Alors le roi Trivikramasena se rendit à l'arbre
simsapâ, y prit le vampire et, le plaçant sur son épaule,
se mit en marche. Comme il allait en silence, le vampire du haut de
l'épaule lui dit : « Sire, Pourquoi êtes-vous si
obstiné ? Allez jouir des plaisirs de la nuit. Vous ne devez
pas me soumettre à ce mauvais mendiant. Toutefois, si vous
persistez, écoutez alors l'histoire que voici. »
Il est une ville du nom de Citrakûta, la bien nommée,
dans laquelle les divisions entre les castes n'ont jamais débordé
les frontières qui leur sont assignées. Là régnait
jadis un roi du nom de Candrâvaloka, diadème d'entre
les monarques, qui déversait une pluie de nectar dans les yeux
de ses sujets en adoration devant lui. Les gens cultivés le
glorifiaient comme la fontaine même de la générosité,
le palais de la beauté, le poteau auquel on attache l'éléphant
Vaillance. Un seul souci grave pour ce jeune prince qui possédait
tout ce qu'on peut souhaiter : c'est qu'il n'avait pas encore trouvé
une épouse appropriée.
Or un jour, voulant divertir son âme anxieuse, le roi partit
avec une escorte de cavaliers pour chasser dans une vaste forêt.
Il pourfendait là les hardes de sangliers de ses flèches
décochées sans arrêt, comme le soleil brillant
dans un ciel bleu sombre perce les ténèbres de ses rayons.
Surpassant Arjuna en force, il étendait sur des lits de flèches
les lions farouches dans la bataille, terribles avec leurs blondes
crinières. Égalant Indra en puissance, il abattait avec
ses traits durs comme le carreau de la foudre les rhinocéros
hauts comme des montagnes, ces mêmes montagnes qu'Indra jadis
avait dépouillées de leurs ailes. Dans l'ardeur de la
chasse le roi voulut pénétrer seul au cœur de la
forêt. D'un vif coup d'éperon il incita son cheval. Fortement
stimulé par le fouet et l'éperon, le cheval se mit à
galoper, sans tenir compte des accidents du terrain. Plus rapide que
le vent, il porta en un instant à dix lieues de là le
prince, dont l'esprit était comme égaré.
Le cheval enfin s'arrêta et le roi, qui avait perdu le sens
de la direction, se mit à aller à l'aventure, épuisé.
Il aperçut alors un large étang près de lui :
avec ses lotus, tels des doigts se dressant et s'inclinant sans cesse
sous la brise, cet étang semblait lui faire des signes, lui
dire « viens par ici ». Le roi s'y rendit donc, retira
la selle du cheval, le laissant se rouler à terre, puis le
lava et le fit boire, enfin l'attacha à un arbre, à
l'ombre, en lui donnant un peu d'herbe.

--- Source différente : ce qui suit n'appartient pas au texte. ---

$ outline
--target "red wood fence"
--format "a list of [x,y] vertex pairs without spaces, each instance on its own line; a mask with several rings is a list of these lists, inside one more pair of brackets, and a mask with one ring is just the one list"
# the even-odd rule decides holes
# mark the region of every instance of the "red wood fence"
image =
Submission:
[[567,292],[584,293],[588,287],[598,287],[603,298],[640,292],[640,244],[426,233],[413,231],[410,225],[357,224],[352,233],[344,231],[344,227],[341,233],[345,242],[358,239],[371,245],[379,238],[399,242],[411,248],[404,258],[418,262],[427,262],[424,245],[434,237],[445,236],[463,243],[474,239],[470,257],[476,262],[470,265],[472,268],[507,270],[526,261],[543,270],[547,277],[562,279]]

Ceci fait, il prit lui-même
un bain, but de l'eau, dissipant ainsi sa fatigue. Il jetait çà
et là un regard sur le paysage délicieux.
A ce moment, au pied d'un arbre Asoka, il vit la fille d'un ascète
: toute pleine de grâce avec ses cheveux tressés en touffe
de manière charmante, étonnamment belle, elle portait
une parure de fleurs et un vêtement d'écorce qui lui
seyait tout à fait. Une amie l'accompagnait.

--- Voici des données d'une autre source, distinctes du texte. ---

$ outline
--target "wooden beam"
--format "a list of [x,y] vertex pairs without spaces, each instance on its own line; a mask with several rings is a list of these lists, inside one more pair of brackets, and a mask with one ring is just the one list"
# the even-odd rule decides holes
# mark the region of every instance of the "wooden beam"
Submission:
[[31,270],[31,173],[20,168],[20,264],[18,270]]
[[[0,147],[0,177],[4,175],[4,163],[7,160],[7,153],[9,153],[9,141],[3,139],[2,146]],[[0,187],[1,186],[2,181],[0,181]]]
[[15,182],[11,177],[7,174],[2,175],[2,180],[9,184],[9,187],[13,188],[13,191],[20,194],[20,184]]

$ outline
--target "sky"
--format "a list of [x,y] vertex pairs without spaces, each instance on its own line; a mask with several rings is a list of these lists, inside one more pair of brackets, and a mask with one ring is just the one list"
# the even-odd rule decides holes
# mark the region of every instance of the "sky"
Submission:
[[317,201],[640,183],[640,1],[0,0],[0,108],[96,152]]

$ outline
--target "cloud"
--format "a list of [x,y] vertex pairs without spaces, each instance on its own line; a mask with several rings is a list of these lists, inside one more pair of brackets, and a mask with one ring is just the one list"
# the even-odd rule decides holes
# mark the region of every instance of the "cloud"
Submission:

Le roi, qui était d'ores et déjà tombé
dans le champ des flèches du dieu Amour, se disait : «
Qui peut-elle bien être ? Est-ce Sâvitri qui serait venue
se baigner dans l'étang ? Est-ce Gaurï qui, rejetée
des bras de Siva, aurait trouvé refuge dans la vie érémitique
? Ou bien est-ce la Lune en sa splendeur qui, s'étant couchée
- car il fait jour maintenant - suit dans cette retraite quelque observance
religieuse ? Mais il vaut mieux que je m'approche doucement et tâche
de voir ce qu'il en est. »
Ces réflexions faites, le roi s'avança donc vers la
fille. Quand elle le vit venir, ses yeux furent troublés par
la beauté du roi, sa main relâcha son étreinte
sur la guirlande de fleurs qu'elle avait commencé d'arranger.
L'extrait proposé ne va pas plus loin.